For balance, I feel obligated to chime in as someone who prefers sex with condoms. However, maintaining my erections (condom or no) is not something I tend to struggle with, to be fair.
A few thoughts:
Deciding to have unprotected sex for "emotional" reasons is pure lunacy. There's no emotion strong enough to prevent a sexually transmitted infection. The only reason I'd ever go unwrapped again is if I were trying to make a baby, which . . . not likely.
Gonorrhea is a bitch! There's nothing like turning your wing-wang into a constantly oozing puss-faucet to teach someone the value of safer sex.
There are also crazy common STDs that don't always present with noticeable symptoms, like HPV. 1 in 15 Americans has HPV and 1 in 2 sexually active people will contract it at some point in their life. I had a close friend who got Chlamydia and HPV from her "committed, monogamous" relationship. I stayed up all night with her while she cried her eyes out, worried sick that she was going to develop cervical cancer. Thankfully, she dodged a bullet.
Is the sensation of protected sex different from barebacking? Yes. Does it mean the difference between "I'm not enjoying this at all," vs "OMFG, this is SO HOTT!!! I'MGUNNACUM!!!! UNF, UNF, UNF!!!!" Uh, . . . no.

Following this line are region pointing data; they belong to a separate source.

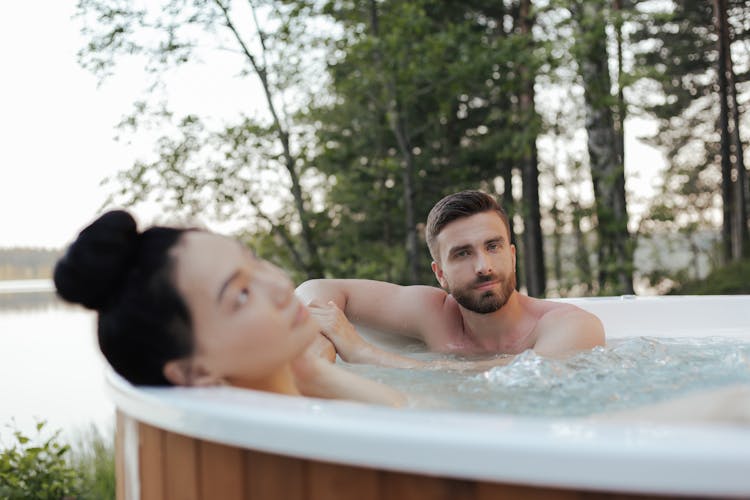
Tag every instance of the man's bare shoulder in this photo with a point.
(565, 328)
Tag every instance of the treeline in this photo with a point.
(27, 263)
(375, 109)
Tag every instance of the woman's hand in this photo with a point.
(321, 348)
(337, 328)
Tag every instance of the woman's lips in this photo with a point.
(301, 315)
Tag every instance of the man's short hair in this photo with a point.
(456, 206)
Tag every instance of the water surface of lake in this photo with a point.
(50, 365)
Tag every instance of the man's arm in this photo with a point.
(404, 310)
(565, 331)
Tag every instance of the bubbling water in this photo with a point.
(627, 373)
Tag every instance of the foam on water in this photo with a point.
(626, 373)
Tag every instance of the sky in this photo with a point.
(57, 126)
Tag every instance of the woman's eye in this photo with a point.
(243, 297)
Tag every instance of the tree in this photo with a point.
(607, 166)
(682, 79)
(733, 170)
(238, 165)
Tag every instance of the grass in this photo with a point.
(93, 456)
(45, 466)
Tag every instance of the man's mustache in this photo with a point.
(485, 278)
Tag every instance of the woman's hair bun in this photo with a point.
(96, 264)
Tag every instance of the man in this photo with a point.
(478, 311)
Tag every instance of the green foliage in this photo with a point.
(93, 457)
(731, 279)
(37, 468)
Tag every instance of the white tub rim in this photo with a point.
(577, 453)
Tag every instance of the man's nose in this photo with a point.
(483, 264)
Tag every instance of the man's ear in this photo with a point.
(439, 274)
(188, 373)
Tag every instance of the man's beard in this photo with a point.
(489, 301)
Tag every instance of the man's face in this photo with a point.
(477, 262)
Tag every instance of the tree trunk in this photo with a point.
(582, 251)
(727, 193)
(607, 170)
(314, 267)
(399, 129)
(620, 123)
(533, 257)
(739, 232)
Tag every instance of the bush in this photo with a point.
(37, 470)
(94, 459)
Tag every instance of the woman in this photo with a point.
(189, 307)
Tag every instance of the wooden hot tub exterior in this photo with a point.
(227, 443)
(173, 466)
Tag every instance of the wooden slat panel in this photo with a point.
(274, 476)
(221, 472)
(489, 491)
(151, 462)
(180, 467)
(119, 456)
(397, 486)
(340, 482)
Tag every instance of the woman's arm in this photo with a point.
(354, 349)
(316, 377)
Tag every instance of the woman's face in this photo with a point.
(247, 322)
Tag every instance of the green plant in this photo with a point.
(93, 457)
(37, 469)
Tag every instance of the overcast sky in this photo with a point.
(57, 126)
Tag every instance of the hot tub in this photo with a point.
(226, 443)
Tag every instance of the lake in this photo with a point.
(50, 365)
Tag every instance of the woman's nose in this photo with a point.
(276, 284)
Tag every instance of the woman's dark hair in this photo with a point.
(127, 277)
(457, 206)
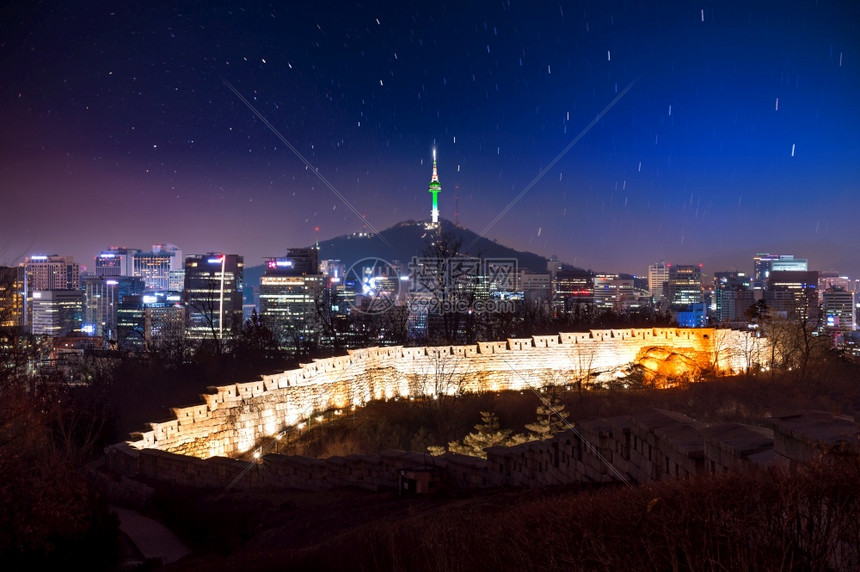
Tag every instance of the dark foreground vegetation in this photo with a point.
(766, 520)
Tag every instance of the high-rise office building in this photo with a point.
(658, 275)
(101, 300)
(840, 311)
(154, 268)
(116, 261)
(57, 312)
(793, 294)
(13, 297)
(52, 272)
(684, 285)
(572, 289)
(213, 294)
(291, 290)
(765, 263)
(733, 296)
(611, 292)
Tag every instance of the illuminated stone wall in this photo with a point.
(234, 417)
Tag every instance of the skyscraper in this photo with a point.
(12, 296)
(290, 290)
(213, 294)
(732, 296)
(52, 272)
(794, 294)
(57, 312)
(684, 285)
(116, 261)
(840, 311)
(658, 275)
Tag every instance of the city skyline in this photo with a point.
(613, 137)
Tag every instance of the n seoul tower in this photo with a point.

I have serious doubts about guys who claim they can't feel anything with a rubber on. Perhaps you suffer from death-grip-masturbation-induced loss of sensitivity? With a condom on, I can still feel warmth and texture. The only thing I can't feel is the moisture, which is a plus in my book. Less messy.
I suspect that going condomless is a fetish for a lot of people. They get a thrill out of being "naughty." I get that, and I wouldn't have any objections if it weren't for the fact that there are millions of people in this world suffering horrifically from STDs that could be stamped out in a generation or two if everyone would just wrap it up.